3. Why we use it (legal basis)
| Purpose | Legal basis (GDPR Art. 6) |
|---|---|
| Run your account, deliver purchases, provide game access | Contract performance — Art. 6(1)(b) |
| Detect abuse, secure the system, audit-log logins | Legitimate interest in keeping the Service secure and operable — Art. 6(1)(f) |
| Tax and accounting record-keeping | Legal obligation — Art. 6(1)(c) (Polish accounting law requires retention of payment records) |
| Send you transactional emails (verification, password reset, order confirmation) | Contract performance — Art. 6(1)(b) |
| Optional analytics or marketing communications | Your consent — Art. 6(1)(a) (we will ask separately if/when we add this) |
4. Who we share it with
We share personal data only with the processors necessary to run the Service:
- Hosting and database — our infrastructure provider stores account data, audit logs, and payment records.
- Payment providers — PayPal and Xsolla process card payments under their own terms.
- OAuth providers — if you sign in with Discord or Google we receive a basic profile (ID, email, username); they receive your action of signing in.
- Email delivery — transactional emails (account verification, password reset, order confirmation) are dispatched through an email service provider on our behalf.
We do not sell personal data and do not share it with advertisers.
5. International transfers
Some processors (e.g. Discord, Google, PayPal) operate outside the European Economic Area. Where personal data leaves the EEA, transfers are made under the European Commission's Standard Contractual Clauses or another lawful transfer mechanism listed in the relevant processor's privacy notice.
6. Retention
| Data | Retention |
|---|---|
| Account data | Until you delete the account |
| Payment / order records | 5 years after the transaction (Polish accounting law: art. 74 ust. 2 of the Act on Accounting) |
| Game-login audit log | 90 days, then automatically purged |
| Application form submissions | While the application is open + 12 months thereafter |
| Operational logs (rate-limit counters, IPs) | 30 days max |
7. Your rights
Under the GDPR (Articles 15–22) you have the right to:
- access the personal data we hold about you (Art. 15);
- correct inaccurate or incomplete data (Art. 16);
- request deletion ("right to be forgotten") subject to our legal-retention obligations (Art. 17);
- restrict processing while we investigate a dispute (Art. 18);
- receive your data in a portable format (Art. 20);
- object to processing based on legitimate interest (Art. 21);
- withdraw consent at any time where consent is the basis (Art. 7(3)).
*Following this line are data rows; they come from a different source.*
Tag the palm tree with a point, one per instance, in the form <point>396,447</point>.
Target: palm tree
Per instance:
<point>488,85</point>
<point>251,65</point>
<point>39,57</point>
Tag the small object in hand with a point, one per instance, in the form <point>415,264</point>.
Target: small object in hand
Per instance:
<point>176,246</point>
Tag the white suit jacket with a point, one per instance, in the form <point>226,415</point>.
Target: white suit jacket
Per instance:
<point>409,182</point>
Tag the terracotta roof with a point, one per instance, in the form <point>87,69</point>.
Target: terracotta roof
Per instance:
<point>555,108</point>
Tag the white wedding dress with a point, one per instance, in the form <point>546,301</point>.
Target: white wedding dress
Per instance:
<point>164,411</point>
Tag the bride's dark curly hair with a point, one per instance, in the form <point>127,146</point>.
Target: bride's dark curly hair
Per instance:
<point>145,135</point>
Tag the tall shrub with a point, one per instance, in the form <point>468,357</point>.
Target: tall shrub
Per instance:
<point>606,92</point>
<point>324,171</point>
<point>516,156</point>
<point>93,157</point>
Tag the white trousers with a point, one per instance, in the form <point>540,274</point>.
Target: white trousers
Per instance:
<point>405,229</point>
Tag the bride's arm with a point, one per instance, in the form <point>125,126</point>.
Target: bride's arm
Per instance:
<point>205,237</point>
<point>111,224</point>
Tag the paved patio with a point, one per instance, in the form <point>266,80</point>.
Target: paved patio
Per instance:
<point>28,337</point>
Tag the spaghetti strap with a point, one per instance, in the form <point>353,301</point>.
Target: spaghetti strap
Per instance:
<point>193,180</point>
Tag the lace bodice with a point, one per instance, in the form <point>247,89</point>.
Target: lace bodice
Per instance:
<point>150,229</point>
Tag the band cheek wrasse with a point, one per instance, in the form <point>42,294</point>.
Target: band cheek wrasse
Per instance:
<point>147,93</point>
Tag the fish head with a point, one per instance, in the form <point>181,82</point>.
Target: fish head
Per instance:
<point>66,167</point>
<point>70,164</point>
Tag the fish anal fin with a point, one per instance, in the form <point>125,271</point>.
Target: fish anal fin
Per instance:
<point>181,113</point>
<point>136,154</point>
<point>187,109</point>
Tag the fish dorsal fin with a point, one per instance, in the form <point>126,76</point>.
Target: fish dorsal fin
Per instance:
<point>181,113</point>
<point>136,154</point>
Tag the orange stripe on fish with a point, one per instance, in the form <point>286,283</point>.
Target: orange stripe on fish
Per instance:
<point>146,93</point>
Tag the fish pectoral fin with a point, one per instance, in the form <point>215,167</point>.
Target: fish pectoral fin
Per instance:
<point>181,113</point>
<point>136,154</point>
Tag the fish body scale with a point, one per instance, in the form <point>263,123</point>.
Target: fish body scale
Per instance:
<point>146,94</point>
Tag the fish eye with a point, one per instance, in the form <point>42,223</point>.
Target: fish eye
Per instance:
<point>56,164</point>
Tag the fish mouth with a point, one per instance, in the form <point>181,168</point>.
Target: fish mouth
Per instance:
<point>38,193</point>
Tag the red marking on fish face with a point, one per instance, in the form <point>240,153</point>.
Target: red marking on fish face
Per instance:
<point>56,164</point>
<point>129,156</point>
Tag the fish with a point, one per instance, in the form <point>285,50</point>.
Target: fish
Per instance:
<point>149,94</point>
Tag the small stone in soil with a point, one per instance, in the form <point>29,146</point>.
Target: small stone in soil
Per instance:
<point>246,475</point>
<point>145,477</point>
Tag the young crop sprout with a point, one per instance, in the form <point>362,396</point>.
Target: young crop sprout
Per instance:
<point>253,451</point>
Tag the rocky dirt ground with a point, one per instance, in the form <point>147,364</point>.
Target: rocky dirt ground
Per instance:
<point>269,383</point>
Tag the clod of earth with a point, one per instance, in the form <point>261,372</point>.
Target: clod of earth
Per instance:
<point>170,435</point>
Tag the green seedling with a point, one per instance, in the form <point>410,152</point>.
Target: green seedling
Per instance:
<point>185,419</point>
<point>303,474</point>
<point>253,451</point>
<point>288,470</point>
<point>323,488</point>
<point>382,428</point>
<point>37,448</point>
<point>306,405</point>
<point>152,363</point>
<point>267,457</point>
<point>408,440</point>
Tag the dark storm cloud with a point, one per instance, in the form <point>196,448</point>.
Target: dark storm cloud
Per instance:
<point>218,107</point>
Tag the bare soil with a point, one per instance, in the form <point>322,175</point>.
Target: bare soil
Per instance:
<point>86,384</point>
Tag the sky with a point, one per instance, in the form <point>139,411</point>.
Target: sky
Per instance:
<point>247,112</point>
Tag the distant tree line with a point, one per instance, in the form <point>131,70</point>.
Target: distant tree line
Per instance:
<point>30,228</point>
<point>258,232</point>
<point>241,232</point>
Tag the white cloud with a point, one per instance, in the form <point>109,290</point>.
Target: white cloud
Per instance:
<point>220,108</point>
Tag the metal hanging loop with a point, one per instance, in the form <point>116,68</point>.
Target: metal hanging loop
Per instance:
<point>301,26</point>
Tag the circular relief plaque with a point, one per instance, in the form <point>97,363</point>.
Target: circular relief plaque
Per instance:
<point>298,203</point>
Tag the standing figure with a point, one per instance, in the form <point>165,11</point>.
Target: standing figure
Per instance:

To exercise any of these rights, use the contact form on the website. We will respond within one month per Art. 12(3) GDPR.
You may also lodge a complaint with the supervisory authority — UODO in Poland, or the data-protection authority of your country of residence.
8. Cookies and similar technologies
We currently use only strictly necessary cookies — primarily a JWT cookie that keeps you signed in while you are logged in. These do not require consent under EU rules.
If we add analytics or third-party widgets in the future, we will ask for your consent through a banner before any non-essential cookie is set, and you will be able to change your preferences at any time.
9. Security
We use industry-standard measures: TLS in transit, bcrypt password hashing, rate-limited auth endpoints, HMAC-signed game-server requests, optional 2FA on the website. No system is perfectly secure. If we discover a breach affecting your data, we will notify you without undue delay as required by Art. 34 GDPR.
10. Children
The Service is not intended for children under 16 (or the minimum digital-consent age in your country, whichever is higher). If you become aware that a child has given us personal data without verifiable parental consent, please contact us and we will delete it.
11. Changes to this Policy
We may update this Policy when our practices or applicable law change. Material changes will be announced on the website. The version and effective date are displayed at the top.
12. Contact
Privacy questions and data-rights requests can be sent through the website contact form.